Cuyabano Beatriz C D, Su Guosheng, Lund Mogens S
Center for Quantitative Genetics and Genomics, Department of Molecular Biology and Genetics, Aarhus University, Denmark.
BMC Genomics. 2014 Dec 23;15(1):1171. doi: 10.1186/1471-2164-15-1171.
A haplotype approach to genomic prediction using high density data in dairy cattle as an alternative to single-marker methods is presented. With the assumption that haplotypes are in stronger linkage disequilibrium (LD) with quantitative trait loci (QTL) than single markers, this study focuses on the use of haplotype blocks (haploblocks) as explanatory variables for genomic prediction. Haploblocks were built based on the LD between markers, which allowed variable reduction. The haploblocks were then used to predict three economically important traits (milk protein, fertility and mastitis) in the Nordic Holstein population.
The haploblock approach improved prediction accuracy compared with the commonly used individual single nucleotide polymorphism (SNP) approach. Furthermore, using an average LD threshold to define the haploblocks (LD≥0.45 between any two markers) increased the prediction accuracies for all three traits, although the improvement was most significant for milk protein (up to 3.1% improvement in prediction accuracy, compared with the individual SNP approach). Hotelling's t-tests were performed, confirming the improvement in prediction accuracy for milk protein. Because the phenotypic values were in the form of de-regressed proofs, the improved accuracy for milk protein may be due to higher reliability of the data for this trait compared with the reliability of the mastitis and fertility data. Comparisons between best linear unbiased prediction (BLUP) and Bayesian mixture models also indicated that the Bayesian model produced the most accurate predictions in every scenario for the milk protein trait, and in some scenarios for fertility.
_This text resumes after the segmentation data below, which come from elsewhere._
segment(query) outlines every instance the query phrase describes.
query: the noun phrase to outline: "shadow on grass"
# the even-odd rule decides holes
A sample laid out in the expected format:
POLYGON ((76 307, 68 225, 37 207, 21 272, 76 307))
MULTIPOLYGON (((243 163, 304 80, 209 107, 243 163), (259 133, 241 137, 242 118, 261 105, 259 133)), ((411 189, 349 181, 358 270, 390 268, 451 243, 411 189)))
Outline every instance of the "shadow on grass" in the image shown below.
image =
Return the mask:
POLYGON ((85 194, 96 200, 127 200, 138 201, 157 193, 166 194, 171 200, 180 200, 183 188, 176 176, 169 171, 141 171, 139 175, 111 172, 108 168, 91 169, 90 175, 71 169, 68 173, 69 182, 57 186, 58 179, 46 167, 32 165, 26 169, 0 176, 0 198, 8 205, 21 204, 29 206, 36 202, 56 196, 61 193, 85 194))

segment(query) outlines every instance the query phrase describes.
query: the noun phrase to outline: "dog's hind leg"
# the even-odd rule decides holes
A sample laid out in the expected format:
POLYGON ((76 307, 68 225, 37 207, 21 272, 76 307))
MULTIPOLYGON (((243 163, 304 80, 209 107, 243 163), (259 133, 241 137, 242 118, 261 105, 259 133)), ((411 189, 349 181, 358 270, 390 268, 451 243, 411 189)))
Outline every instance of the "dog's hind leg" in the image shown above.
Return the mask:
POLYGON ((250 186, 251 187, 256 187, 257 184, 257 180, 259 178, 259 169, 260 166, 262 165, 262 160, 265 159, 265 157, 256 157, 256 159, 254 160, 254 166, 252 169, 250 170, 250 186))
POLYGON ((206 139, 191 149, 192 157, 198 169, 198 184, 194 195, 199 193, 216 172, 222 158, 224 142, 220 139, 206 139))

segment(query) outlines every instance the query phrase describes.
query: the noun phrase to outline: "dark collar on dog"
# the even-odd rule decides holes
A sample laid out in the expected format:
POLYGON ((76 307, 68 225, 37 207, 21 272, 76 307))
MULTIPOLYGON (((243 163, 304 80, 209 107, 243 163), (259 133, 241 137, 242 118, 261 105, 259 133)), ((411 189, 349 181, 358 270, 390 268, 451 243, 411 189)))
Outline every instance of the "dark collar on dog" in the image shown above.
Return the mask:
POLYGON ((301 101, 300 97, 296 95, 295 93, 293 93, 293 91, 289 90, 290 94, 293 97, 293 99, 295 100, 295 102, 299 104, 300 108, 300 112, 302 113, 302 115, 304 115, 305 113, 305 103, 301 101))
The haploblock approach to genomic prediction is a promising method for genomic selection in animal breeding. Building haploblocks based on LD reduced the number of variables without the loss of information. This method may play an important role in the future genomic prediction involving while genome sequences.
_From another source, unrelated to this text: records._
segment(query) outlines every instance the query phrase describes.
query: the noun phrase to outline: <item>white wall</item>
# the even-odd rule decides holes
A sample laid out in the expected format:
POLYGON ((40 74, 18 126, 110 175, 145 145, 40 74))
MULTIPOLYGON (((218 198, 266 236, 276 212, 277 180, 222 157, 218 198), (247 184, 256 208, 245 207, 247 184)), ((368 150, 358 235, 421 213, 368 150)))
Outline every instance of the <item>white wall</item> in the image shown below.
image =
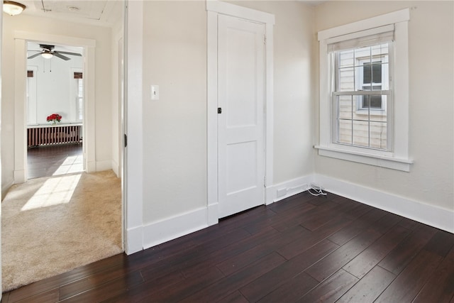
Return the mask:
MULTIPOLYGON (((110 169, 112 158, 111 132, 111 30, 109 28, 76 24, 24 14, 4 16, 2 45, 2 130, 1 170, 2 189, 13 182, 14 170, 14 75, 15 31, 46 33, 96 40, 94 136, 96 170, 110 169)), ((25 60, 25 58, 24 58, 25 60)))
MULTIPOLYGON (((404 8, 411 8, 409 153, 414 164, 410 172, 319 155, 315 156, 316 171, 332 180, 402 197, 416 202, 414 205, 445 209, 454 221, 454 2, 328 1, 316 7, 316 33, 404 8)), ((316 103, 314 116, 318 117, 317 99, 316 103)), ((318 121, 314 126, 318 138, 316 123, 318 121)))
MULTIPOLYGON (((313 8, 297 1, 236 4, 276 16, 274 179, 311 175, 313 8)), ((199 211, 207 206, 206 11, 204 1, 145 1, 143 13, 143 37, 128 38, 128 43, 143 39, 143 224, 144 238, 163 240, 175 231, 166 228, 198 228, 203 224, 196 219, 206 219, 199 211), (160 86, 159 101, 150 99, 151 84, 160 86), (196 219, 179 221, 186 215, 196 219)), ((128 175, 129 189, 140 177, 128 175)))
MULTIPOLYGON (((82 49, 74 53, 82 53, 82 49)), ((33 53, 28 53, 28 55, 33 53)), ((33 75, 36 86, 36 113, 38 124, 48 124, 46 118, 51 114, 62 116, 61 123, 76 121, 76 99, 74 91, 76 79, 74 69, 82 72, 83 58, 71 56, 70 60, 58 57, 45 59, 41 56, 27 60, 28 66, 35 66, 33 75)))

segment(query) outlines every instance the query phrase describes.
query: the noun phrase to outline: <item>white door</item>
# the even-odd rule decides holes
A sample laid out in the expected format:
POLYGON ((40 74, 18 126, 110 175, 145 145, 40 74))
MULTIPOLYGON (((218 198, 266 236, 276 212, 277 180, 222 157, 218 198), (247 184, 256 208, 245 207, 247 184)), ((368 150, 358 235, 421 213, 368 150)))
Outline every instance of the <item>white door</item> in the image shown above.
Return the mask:
POLYGON ((265 28, 218 16, 220 218, 265 203, 265 28))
提出了一种在奶牛中使用高密度数据进行基因组预测的单倍型方法,作为单标记方法的替代方法。假设单倍型与数量性状基因座(QTL)的连锁不平衡(LD)比单标记更强,本研究重点关注使用单倍型块(单倍型框)作为基因组预测的解释变量。单倍型框基于标记之间的LD构建,这允许减少变量。然后使用单倍型框预测北欧荷斯坦牛群体中的三个经济重要性状(乳蛋白、繁殖力和乳腺炎)。
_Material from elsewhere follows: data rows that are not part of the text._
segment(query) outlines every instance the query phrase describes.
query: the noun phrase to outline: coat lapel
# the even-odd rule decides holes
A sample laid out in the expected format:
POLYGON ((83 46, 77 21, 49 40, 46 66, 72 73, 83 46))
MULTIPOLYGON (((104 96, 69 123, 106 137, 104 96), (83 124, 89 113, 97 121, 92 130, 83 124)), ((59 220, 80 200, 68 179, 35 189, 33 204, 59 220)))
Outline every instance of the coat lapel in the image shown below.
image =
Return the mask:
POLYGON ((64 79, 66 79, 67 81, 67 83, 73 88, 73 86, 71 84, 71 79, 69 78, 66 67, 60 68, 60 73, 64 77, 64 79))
与常用的单个单核苷酸多态性(SNP)方法相比,单倍型框方法提高了预测准确性。此外,使用平均LD阈值定义单倍型框(任意两个标记之间的LD≥0.45)提高了所有三个性状的预测准确性,尽管对乳蛋白的改善最为显著(与单个SNP方法相比,预测准确性提高了3.1%)。进行了霍特林t检验,证实了乳蛋白预测准确性的提高。由于表型值采用去回归证明的形式,乳蛋白准确性的提高可能是由于该性状数据的可靠性高于乳腺炎和繁殖力数据的可靠性。最佳线性无偏预测(BLUP)和贝叶斯混合模型之间的比较还表明,贝叶斯模型在乳蛋白性状的每种情况下以及在某些繁殖力情况下产生了最准确的预测。
基因组预测的单倍型框方法是动物育种中基因组选择的一种有前途的方法。基于LD构建单倍型框减少了变量数量而不损失信息。该方法可能在未来涉及全基因组序列的基因组预测中发挥重要作用。